Local JD dealer has one in apparently good shape with 388 hrs for $500, 46" deck. Is this a MTD? Shaft drive? Cast Iron Tranny? Any opinions appreciated.


----------



## Sergeant (Sep 16, 2003)

*HDS2165*

It is a MTD made Cub Cadet. Shaft driven made Between 1994 and 1998. I belive it has a Aluminum transmission. But you may want to ask Neil on the transmission question.
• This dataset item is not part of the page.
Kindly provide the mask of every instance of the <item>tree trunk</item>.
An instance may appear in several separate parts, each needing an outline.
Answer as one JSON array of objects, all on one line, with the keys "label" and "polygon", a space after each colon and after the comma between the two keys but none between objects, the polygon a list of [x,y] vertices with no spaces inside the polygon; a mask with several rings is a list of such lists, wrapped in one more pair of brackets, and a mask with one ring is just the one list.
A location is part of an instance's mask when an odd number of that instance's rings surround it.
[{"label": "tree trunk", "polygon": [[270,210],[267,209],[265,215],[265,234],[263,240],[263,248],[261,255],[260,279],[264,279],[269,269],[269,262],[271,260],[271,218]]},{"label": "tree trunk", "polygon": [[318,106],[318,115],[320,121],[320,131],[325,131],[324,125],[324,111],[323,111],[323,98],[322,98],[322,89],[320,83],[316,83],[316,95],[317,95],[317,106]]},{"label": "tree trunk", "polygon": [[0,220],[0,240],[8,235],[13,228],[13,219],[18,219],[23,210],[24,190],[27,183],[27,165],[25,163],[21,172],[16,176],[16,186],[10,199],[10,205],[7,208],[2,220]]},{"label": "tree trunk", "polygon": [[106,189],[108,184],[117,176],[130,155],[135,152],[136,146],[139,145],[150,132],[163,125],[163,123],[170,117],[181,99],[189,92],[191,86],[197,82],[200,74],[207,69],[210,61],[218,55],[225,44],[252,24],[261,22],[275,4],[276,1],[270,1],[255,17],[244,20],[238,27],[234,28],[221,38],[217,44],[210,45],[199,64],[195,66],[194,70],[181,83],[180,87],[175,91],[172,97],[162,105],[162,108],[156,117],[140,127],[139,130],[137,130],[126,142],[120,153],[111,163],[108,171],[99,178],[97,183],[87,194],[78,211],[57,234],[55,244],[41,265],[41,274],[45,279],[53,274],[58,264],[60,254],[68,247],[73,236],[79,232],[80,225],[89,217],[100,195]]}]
That is a pretty good price considering the 2004 Blue Book has 1994 HDS2165 worth betwwen $720.00 and $920.00 in Good-Average condition.


----------



## Durwood (Sep 16, 2003)

> _Originally posted by Old_Nodaker _
> *Local JD dealer has one in apparently good shape with 388 hrs for $500, 46" deck. Is this a MTD? Shaft drive? Cast Iron Tranny? Any opinions appreciated. *


Did you give up on the snapper already?


----------



## Neil_nassau (Feb 23, 2004)

Have you driven this machine?
HDS is a shaft drive hydro with a "clutch pack" . Check it carefully. Your foot controls clutch pack your hand shift controls speed and direction.KEEP YOUR FOOT OFF FOOT PEDAL WHEN DRIVE IS ENGAGED.DONT RIDE IT.
Clutch pak replacement assy is 400+.
Of,course thats a good price on the machine.....even if it needs a little work


----------



## Old_Nodaker (Nov 1, 2003)

I haven't driven it, thought I'd check with you guys before getting to interested. Wouldn't consider it unless you thought it was a great deal.

Haven't given up on the snapper, but it doesn't have a mower deck, only snow blower. I'm really only considering the cub as a replacement for my JD 318 which I only use to pull a cart and ocassional backup for mowing. Would greatly lessen my investment in mowers.


----------